A variety of different new memory cell technologies have been developed and are being developed as replacements for magnetic and switched transistor memories, such as hard disk drives, and random access memory of various kinds. Some of these new memory types have limitations on the number of write cycles they allow to any particular memory cell. In order to maximize the service life of these memory devices, a wear-leveling system is used to level the wear across the memory cells distributing writes through-out the device. The wear leveling may be in an operating system, a software application, a memory controller, or a memory module.
PCM (Phase Change Memory) and PCMS (Phase Change Memory and Switch) are NVM (Non-Volatile Memory) technologies with performance characteristics suitable for use as a memory in a variety of different computing systems. PCMS provides fast reads and writes and can allow a single memory cell or a small group of cells to be written at one time. This makes PCMS suitable not just for replacing conventional mass storage memory but also short term and buffer memory. Currently DRAM (Dynamic Random Access Memory) and SRAM (Static Random Access Memory) are used for these high speed applications. However, like NAND and other types of flash memory, PCMS has a limit to the total number of write cycles that can be performed to any one storage cell.

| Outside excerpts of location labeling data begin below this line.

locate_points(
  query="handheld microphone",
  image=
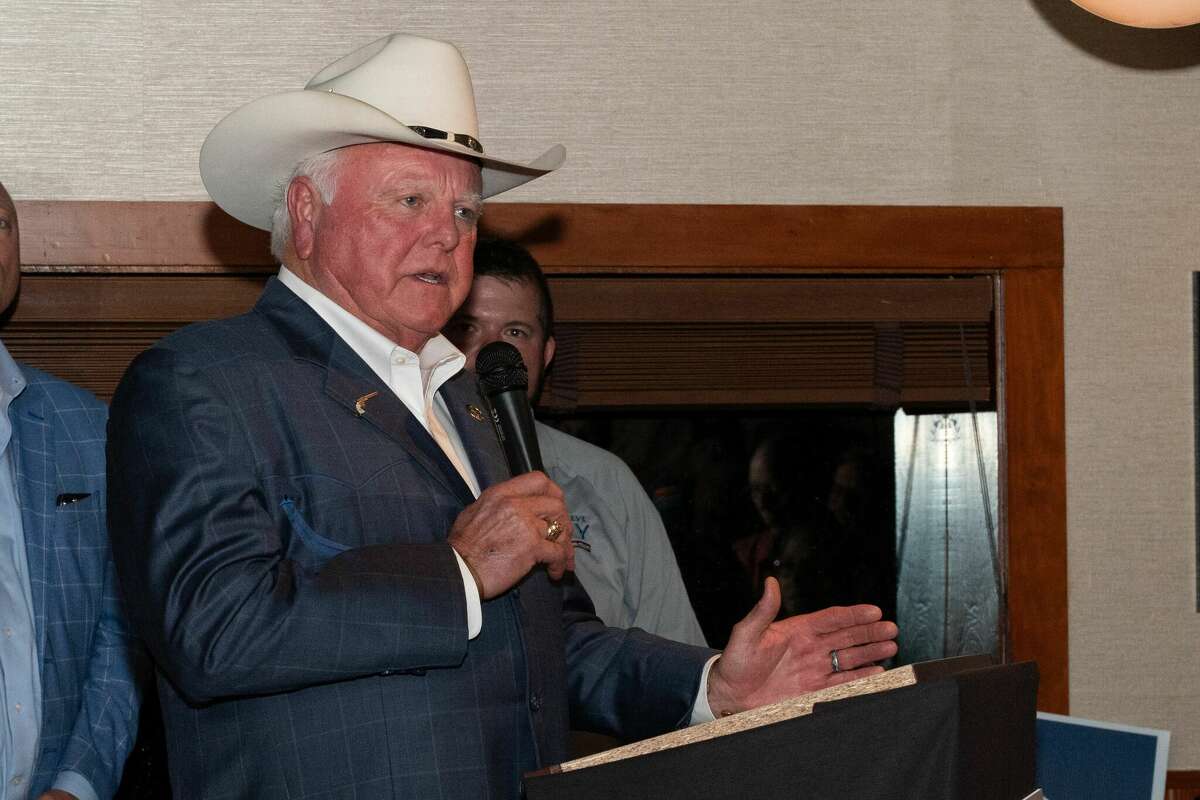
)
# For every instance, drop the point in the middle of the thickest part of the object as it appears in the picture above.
(504, 379)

Traditional wear-leveling schemes applied to NAND create problems when applied to a typical main memory application. Main memory is accessed frequently using small granularity reads and writes and even small latency increases have a significant performance impact on the overall system. Traditional wear-leveling schemes for NAND use large blocks of memory cells for wear leveling and require considerable overhead in processing the wear leveling operations. Such schemes also require a large quantity of metadata to track the used of each cell block. Such schemes therefore become expensive for main memory applications.
With NAND based storage sub-systems very large wear leveling blocks are used together with explicit wear-leveling. Explicit wear leveling requires keeping track of the total write-count to every NAND block. If the NAND based storage is used as a mass storage system, such as for a hard disk drive replacement, then the performance requirements are significantly lower than for main memory. However, such large wear-level blocks are not usable with memory subsystems that are particularly sensitive to latency. This might include graphics and processing buffers and short term cache memory subsystems. In addition, since the write traffic in a main memory or similar application typically consists of many small granularity writes that are randomly distributed, it is very difficult to track these writes using large memory cell blocks. Finally, explicit wear-leveling requires that the total wear-count be maintained and updated on each write. This becomes very complex for smaller blocks in a memory application. In order to explicitly track the writes for each cell most existing NAND memory systems use an intelligent micro-controller and firmware for wear leveling.